Я увидела его лицо, значит, он повернулся ко мне, и глаза оказались так близко, что я не выдержала и вцепилась зубами, впилась в его тело, не выбирая место, в первое, что попалось. Это был безумный, неуправляемый порыв, я даже испугалась на секунду, что не смогу удержаться, так сильно хотелось внутрь, в плоть. Но я все же остановила его и с трудом разжала зубы, а потом удовлетворенно посмотрела на сразу покрасневшие глубокие рубцы на его коже.
– Полегчало? – с пониманием спросил Стив, но я уже снова лежала головой у него на плече, непонятно откуда возникший заряд почти весь вышел, и, чтобы выдавить из себя его остаток, я сказала куда-то в воздух:
– Как же я люблю тебя!
– Ты все-таки дура. Ты меня когда-нибудь прокусишь. Я улыбнулась, голос Стива был полон безразличия, если Бы я даже и прокусила его, он все равно бы не заметил.
– Конечно, моя голова может разорваться, если что-нибудь произойдет не так. Запросто возьмет и разорвется, – повторила я.
Он приподнялся надо мной, осторожно, внимательно, чтобы не повредить уюта моей головы. Его свободная рука легла мне на живот и, томительно медленно собирая на своем пути кожу, мышцы, до боли перемалывая все это в горсти, двинулась ниже, к лобку, к коротким волосам на нем. А потом, не жалея, захватывая все, что только можно было захватить, двинулась дальше, и я, уже в предчувствии, уже с трудом вдыхая и сглатывая волнение, напряглась и даже приподнялась бедрами и чуть раздвинула ноги, не широко, чтобы только прошла его рука.
Я знала, я чувствовала, что губы мои раскрыты и ждут его со всей своей слезящейся нежностью, мечтая, чтобы хотя бы его рука, хотя бы его пальцы дотянулись и трогали, и брали. И дождались. Он накрыл их ладонью и повторил движение: сжал, захватил губы, волосы и еще что-то от самого края ноги, и перемешал, сжимая немилосердно, так что я заерзала от боли и, придавленная его рукой, выгнулась грудью, пытаясь перехватить ртом его рот, который уже был здесь, рядом, вплотную. И только перед тем, как отпустить меня, рукой, губами, он вдохнул в меня слова, я различила их не по звуку, а по колебанию воздуха:
– Это еще называется «сойти с ума».
И он отпустил, а я, рухнув вниз, захотела снова сказать, что люблю его и что, наверное, уже сошла с ума, но промолчала и, лишь повернув к нему голову, дотянулась до него губами и чмокнула наугад.

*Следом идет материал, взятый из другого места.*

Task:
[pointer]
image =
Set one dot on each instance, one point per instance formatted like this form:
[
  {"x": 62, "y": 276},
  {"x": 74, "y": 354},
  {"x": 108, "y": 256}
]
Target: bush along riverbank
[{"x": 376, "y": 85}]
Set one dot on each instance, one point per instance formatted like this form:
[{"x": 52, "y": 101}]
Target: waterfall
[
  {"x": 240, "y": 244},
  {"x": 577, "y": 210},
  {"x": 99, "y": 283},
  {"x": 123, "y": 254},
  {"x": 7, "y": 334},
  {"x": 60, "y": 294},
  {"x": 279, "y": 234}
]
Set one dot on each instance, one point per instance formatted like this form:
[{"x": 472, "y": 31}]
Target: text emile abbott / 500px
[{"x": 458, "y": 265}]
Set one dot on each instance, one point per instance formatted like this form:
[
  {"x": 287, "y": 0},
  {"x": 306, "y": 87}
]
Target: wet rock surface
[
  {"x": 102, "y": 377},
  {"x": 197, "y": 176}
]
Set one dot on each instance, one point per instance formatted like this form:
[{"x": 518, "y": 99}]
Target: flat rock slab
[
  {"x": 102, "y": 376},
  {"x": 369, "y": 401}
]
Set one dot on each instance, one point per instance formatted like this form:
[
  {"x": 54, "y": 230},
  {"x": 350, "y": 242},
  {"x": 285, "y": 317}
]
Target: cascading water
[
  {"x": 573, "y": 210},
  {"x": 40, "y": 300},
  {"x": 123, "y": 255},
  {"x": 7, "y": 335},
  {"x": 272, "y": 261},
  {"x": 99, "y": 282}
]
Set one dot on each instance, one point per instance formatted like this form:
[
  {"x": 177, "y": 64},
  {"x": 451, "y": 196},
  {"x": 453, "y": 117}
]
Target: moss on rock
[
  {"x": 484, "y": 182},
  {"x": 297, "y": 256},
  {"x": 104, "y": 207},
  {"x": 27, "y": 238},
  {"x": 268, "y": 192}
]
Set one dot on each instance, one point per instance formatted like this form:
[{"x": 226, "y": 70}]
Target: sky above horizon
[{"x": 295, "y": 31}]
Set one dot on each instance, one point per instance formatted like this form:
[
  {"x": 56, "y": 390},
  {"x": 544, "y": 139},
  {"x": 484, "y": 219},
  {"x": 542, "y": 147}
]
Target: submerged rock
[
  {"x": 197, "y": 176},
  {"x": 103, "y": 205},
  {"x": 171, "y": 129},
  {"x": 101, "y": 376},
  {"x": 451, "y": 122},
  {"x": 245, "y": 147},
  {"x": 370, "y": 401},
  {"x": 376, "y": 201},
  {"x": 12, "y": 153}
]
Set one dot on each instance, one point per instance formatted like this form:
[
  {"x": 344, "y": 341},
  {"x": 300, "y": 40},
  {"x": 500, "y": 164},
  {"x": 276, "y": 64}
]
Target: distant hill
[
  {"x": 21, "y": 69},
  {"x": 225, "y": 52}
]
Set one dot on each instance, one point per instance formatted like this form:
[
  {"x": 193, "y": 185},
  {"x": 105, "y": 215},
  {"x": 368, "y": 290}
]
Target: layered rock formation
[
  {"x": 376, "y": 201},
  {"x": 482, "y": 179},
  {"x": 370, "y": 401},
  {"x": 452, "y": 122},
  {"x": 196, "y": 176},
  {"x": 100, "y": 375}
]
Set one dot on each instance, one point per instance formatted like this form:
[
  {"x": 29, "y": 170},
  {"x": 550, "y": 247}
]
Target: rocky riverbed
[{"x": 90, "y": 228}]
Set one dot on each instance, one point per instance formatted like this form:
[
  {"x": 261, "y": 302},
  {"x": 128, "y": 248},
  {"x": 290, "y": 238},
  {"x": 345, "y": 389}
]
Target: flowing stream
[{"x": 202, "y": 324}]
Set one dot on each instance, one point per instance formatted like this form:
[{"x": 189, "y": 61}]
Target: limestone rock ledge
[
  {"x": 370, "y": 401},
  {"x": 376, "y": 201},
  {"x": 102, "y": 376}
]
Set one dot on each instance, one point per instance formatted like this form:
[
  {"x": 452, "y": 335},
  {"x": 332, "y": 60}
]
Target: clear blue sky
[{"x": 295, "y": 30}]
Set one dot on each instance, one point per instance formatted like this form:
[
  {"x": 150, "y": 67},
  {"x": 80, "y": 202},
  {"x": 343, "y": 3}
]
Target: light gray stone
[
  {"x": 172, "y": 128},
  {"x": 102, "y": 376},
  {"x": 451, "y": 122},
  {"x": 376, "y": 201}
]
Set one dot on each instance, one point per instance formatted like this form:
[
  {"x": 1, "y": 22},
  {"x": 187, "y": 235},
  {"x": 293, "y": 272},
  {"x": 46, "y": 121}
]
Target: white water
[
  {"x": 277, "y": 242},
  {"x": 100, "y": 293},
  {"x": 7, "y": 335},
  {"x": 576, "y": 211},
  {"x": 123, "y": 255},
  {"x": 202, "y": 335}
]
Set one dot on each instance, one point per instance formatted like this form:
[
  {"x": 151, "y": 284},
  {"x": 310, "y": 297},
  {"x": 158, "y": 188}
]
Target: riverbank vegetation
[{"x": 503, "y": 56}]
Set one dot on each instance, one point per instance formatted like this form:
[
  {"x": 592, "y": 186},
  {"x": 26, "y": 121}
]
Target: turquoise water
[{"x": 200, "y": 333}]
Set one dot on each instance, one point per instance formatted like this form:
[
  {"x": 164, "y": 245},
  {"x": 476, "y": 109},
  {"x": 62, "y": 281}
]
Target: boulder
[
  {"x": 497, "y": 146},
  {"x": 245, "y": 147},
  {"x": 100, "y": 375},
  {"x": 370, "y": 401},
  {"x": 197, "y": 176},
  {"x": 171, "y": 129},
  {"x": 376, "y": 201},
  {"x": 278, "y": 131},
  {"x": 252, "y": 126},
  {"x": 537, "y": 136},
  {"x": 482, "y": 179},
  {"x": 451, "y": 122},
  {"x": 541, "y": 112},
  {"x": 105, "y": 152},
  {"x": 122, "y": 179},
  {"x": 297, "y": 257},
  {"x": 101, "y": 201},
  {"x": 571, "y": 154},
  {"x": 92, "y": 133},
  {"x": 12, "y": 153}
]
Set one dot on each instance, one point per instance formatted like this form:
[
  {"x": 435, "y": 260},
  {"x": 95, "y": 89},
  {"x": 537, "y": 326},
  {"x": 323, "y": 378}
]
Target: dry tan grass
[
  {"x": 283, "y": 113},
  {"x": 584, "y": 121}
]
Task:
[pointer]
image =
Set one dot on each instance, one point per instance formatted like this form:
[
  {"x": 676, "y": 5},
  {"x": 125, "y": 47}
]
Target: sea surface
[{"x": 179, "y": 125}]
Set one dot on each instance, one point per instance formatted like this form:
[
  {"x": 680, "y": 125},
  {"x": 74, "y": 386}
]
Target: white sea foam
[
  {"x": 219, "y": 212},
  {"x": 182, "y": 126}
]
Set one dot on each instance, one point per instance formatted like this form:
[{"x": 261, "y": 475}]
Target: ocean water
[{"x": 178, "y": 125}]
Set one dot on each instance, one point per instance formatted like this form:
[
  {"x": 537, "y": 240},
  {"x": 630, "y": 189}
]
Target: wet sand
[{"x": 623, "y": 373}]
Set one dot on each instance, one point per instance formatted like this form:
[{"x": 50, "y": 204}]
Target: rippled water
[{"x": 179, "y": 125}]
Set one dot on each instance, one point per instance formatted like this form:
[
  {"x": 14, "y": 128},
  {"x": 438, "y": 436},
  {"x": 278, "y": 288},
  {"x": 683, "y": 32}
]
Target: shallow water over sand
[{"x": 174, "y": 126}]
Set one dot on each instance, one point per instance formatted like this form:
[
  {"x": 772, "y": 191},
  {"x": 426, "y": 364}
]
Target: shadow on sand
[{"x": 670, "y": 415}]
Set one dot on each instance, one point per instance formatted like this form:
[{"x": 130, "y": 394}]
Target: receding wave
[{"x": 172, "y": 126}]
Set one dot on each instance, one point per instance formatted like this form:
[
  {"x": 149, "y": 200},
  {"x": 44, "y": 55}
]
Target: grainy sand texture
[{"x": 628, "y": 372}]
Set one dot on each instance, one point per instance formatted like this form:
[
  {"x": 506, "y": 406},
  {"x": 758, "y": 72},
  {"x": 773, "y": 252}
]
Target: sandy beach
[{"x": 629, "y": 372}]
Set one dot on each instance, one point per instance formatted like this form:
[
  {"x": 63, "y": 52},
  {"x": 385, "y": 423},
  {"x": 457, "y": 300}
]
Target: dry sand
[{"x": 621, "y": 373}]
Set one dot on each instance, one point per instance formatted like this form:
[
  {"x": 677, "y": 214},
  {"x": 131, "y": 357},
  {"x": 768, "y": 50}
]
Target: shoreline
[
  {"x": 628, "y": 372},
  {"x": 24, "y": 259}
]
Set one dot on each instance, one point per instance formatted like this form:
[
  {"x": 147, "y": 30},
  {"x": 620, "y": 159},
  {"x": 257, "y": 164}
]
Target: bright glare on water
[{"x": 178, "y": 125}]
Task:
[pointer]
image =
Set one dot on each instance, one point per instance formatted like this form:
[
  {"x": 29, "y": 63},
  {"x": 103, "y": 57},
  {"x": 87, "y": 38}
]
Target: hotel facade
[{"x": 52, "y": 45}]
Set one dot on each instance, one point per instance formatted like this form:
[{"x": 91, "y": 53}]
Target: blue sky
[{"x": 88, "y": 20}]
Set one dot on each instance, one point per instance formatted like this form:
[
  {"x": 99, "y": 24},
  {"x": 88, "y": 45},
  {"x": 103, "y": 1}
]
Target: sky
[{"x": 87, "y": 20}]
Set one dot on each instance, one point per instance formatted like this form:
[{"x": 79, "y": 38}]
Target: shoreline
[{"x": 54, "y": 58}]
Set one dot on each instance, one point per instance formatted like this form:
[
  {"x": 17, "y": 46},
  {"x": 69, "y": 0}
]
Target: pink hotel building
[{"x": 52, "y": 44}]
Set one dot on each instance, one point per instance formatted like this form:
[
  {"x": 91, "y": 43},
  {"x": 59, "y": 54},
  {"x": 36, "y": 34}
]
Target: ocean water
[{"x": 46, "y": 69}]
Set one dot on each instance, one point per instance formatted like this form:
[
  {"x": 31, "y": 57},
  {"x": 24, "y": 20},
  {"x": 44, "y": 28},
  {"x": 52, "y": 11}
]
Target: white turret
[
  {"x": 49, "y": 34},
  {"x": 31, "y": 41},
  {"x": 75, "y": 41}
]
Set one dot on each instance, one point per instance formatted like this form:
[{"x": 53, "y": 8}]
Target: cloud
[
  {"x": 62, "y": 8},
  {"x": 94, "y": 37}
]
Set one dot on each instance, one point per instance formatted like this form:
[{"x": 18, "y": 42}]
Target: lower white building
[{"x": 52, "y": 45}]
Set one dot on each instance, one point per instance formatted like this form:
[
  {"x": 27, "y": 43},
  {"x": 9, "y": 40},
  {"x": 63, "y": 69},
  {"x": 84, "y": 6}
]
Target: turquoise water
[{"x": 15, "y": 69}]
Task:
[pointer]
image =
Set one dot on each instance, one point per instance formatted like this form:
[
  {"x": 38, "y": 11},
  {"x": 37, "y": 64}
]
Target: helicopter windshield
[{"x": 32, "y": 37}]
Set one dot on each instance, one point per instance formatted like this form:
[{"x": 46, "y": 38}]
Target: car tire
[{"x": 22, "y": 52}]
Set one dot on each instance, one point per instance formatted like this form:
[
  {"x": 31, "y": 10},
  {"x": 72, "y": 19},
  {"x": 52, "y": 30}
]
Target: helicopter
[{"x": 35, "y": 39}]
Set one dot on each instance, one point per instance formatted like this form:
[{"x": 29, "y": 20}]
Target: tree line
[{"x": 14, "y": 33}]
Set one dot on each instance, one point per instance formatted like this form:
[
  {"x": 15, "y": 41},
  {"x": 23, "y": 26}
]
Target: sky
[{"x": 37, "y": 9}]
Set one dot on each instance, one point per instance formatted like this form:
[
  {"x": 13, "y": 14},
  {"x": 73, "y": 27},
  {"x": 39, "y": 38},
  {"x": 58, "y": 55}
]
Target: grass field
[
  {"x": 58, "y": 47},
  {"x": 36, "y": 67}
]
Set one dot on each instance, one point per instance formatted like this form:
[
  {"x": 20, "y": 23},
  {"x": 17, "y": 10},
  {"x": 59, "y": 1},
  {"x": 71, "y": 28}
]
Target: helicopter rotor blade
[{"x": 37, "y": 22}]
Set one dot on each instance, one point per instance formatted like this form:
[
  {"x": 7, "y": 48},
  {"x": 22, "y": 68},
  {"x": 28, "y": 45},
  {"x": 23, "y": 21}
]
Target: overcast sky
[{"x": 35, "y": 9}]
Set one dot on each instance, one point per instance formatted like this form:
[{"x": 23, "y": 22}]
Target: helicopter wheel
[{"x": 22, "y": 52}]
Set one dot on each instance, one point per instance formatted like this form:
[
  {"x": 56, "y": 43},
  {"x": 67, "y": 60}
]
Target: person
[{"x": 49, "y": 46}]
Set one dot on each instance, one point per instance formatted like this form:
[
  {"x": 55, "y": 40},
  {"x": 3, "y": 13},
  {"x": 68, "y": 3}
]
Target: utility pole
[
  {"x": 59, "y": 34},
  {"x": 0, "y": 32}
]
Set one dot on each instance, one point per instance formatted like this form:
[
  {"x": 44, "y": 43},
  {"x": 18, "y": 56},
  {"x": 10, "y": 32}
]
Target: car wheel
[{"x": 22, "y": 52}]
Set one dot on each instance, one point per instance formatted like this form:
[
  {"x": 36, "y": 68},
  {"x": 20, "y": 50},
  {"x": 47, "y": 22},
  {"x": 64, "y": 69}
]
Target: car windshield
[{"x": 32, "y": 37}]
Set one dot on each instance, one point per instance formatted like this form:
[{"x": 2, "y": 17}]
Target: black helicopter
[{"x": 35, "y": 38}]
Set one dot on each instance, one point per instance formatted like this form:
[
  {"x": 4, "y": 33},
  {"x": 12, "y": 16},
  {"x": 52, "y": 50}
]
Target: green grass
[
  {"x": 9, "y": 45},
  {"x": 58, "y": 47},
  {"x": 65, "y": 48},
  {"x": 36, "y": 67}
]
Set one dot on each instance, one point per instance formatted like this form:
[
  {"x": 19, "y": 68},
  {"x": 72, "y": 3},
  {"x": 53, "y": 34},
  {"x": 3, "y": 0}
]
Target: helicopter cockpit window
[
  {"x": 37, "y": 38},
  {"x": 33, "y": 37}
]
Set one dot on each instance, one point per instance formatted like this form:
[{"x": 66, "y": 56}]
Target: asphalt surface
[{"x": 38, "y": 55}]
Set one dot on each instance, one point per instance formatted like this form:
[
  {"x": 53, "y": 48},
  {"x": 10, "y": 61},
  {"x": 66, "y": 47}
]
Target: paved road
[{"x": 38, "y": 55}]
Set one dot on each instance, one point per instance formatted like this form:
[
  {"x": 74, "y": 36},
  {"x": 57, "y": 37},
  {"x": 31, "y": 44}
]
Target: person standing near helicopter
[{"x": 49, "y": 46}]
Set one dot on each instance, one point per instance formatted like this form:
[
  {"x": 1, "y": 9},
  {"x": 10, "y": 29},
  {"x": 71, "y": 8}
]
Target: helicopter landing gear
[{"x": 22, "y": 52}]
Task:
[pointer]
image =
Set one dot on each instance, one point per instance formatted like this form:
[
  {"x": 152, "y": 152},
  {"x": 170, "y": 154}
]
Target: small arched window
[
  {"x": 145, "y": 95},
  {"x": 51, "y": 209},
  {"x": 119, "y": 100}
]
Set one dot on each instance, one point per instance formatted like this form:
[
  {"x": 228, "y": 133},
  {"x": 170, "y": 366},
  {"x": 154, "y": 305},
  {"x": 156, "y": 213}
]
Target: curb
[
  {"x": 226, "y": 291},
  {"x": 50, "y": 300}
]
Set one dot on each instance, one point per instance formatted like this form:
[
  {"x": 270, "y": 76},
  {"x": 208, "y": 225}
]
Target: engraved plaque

То ли это был вкус его шеи, то ли секундное скольжение губ по коже, а может быть, потому, что я подумала о нем с мгновенно возникшим трепетом, наверное, именно поэтому, но я приподнялась и склонилась над ним, внимательно вглядываясь в каждую черточку, каждый штрих на его лице. Как ни странно, я не нуждалась в его ласке, я хотела только давать, и мне не нужно было ничего в ответ. Мои волосы соскользнули вниз, на его лицо, а губы, слегка, едва касаясь, прошлись вдоль шеи, тревожа ее легкостью движений, отдавая нежность и тепло, но и их же получая взамен, и еще его запах – нежный, тонкий, почти детский запах его кожи. Я так любила его сейчас и за спокойствие, и за благодарность в закрытых глазах, и за едва различимое дрожание кожи под моими губами.
Я подалась к нему, мой живот вдавился в его бедро, и я почувствовала боль, но я не боялась боли, ни сейчас, ни потом, моя грудь, сдавленная нашими телами, тоже ощутила ее, но не резкую, а тупую, распластанную, которую я и ждала. Я сползла губами к его груди, к спутанному щекотанию волос, к их ласковому упругому сопротивлению. Как трава гибко выгибается от порыва ветра, чтобы тут же распрямиться, так и они пытались освободиться от моих губ, но тут же сами цеплялись за них, не пуская, пытаясь продлить, задержать.